Interdire le parachutage électoral : et une fausse bonne idée de plus !

Colonel à la retraite
 

Quand va-t-on arrêter de vouloir encadrer, quadriller, conditionner et finalement limiter l’exercice de la vie politique française sous couvert de moralisation ? Nous sortons à peine de l’accouchement pénible d’une loi « pour la confiance dans la vie politique » qu’un député LR de la Sarthe, Jean-Carles Grelier, voulant sans doute faire parler de lui, vient d’annoncer dans Ouest France qu’il allait déposer une proposition de loi pour interdire le « nomadisme électoral », autrement dit le parachutage.

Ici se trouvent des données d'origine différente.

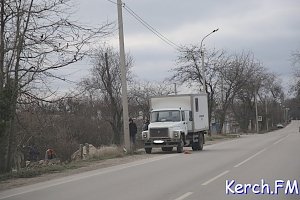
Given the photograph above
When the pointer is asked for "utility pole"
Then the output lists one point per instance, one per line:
(267, 120)
(202, 59)
(123, 78)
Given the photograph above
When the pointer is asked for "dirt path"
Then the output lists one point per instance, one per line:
(93, 165)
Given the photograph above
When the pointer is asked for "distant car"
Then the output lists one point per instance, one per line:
(279, 126)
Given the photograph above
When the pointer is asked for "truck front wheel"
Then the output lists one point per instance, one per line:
(180, 146)
(148, 150)
(196, 146)
(201, 141)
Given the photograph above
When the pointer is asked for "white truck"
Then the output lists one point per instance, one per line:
(177, 121)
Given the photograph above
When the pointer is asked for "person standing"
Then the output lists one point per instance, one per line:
(132, 131)
(146, 124)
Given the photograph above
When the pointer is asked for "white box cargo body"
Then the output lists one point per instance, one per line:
(197, 103)
(177, 121)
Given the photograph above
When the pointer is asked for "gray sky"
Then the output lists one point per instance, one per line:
(270, 29)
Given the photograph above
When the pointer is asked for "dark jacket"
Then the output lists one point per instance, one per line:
(132, 129)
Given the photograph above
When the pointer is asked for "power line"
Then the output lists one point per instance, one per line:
(150, 28)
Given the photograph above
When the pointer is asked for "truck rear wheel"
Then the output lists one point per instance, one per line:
(180, 146)
(148, 150)
(196, 146)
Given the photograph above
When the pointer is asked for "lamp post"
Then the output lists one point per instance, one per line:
(123, 78)
(202, 57)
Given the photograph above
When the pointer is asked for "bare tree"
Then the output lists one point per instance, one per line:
(37, 37)
(295, 86)
(140, 94)
(189, 70)
(105, 80)
(235, 72)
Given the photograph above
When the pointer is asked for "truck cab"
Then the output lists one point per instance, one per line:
(172, 126)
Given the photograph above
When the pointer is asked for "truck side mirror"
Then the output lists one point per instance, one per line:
(190, 116)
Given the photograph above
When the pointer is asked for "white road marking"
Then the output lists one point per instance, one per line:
(278, 141)
(184, 196)
(250, 158)
(215, 178)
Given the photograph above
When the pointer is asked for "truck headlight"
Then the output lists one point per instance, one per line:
(176, 134)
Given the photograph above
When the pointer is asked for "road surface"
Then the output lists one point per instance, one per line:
(253, 164)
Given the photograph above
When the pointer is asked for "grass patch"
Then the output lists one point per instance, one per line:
(37, 171)
(220, 136)
(103, 153)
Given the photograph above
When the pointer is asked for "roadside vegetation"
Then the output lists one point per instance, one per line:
(33, 116)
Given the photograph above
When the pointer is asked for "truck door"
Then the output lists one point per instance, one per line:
(184, 121)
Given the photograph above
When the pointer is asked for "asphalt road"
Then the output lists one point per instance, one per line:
(256, 163)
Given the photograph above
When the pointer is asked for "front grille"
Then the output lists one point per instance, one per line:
(159, 132)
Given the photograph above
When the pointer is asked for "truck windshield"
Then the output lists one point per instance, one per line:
(165, 116)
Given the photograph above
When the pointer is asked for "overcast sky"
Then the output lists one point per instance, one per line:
(270, 29)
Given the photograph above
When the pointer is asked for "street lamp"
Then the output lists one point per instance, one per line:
(202, 57)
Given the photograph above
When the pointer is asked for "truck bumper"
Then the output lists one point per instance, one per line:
(161, 142)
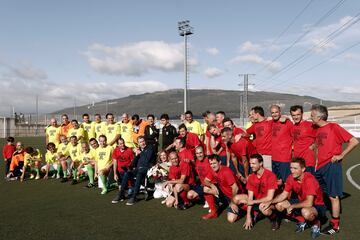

Une pratique qui est aussi ancienne que notre démocratie représentative. Le Vendéen Clemenceau ne se présenta jamais dans son département et alla se faire élire dans le Var en 1885 après avoir été député de la Seine de 1876 à 1885. Plus près de nous, on se souvient de Michel Debré, qui alla planter sa tente de nomade électoral à La Réunion en 1963 alors qu’il avait été sénateur d’Indre-et-Loire de 1948 à 1958 et qui se fit même élire maire d’Amboise en 1966, tout en gardant son mandat d’outre-mer. Et Hollande parachuté en Corrèze où il retomba toujours sur ses pattes arrière ? Sans parler de Chirac qui, comme Joséphine Baker, avait deux amours : son pays (la Corrèze) et Paris… Autres temps, autres mœurs.

Cette pratique serait donc l’une des causes du désaveu des Français pour la vie politique, si l’on en croit l’élu sarthois. En effet, déclare-t-il, « comment leur [les Français] en vouloir lorsque ces candidats, ces hommes politiques se disent représentants d’un territoire dans lequel ils ne résident pas ? » Et de citer l’exemple flagrant de M. Mélenchon, qui « se présente à Marseille mais habite dans les beaux quartiers de Paris ». Dans un souci de parallélisme des formes, M. Grelier aurait pu aussi évoquer François Fillon, dont il fut proche, député de la Sarthe des décennies durant, qui alla se faire élire en 2012, justement, dans ces fameux beaux quartiers de Paris…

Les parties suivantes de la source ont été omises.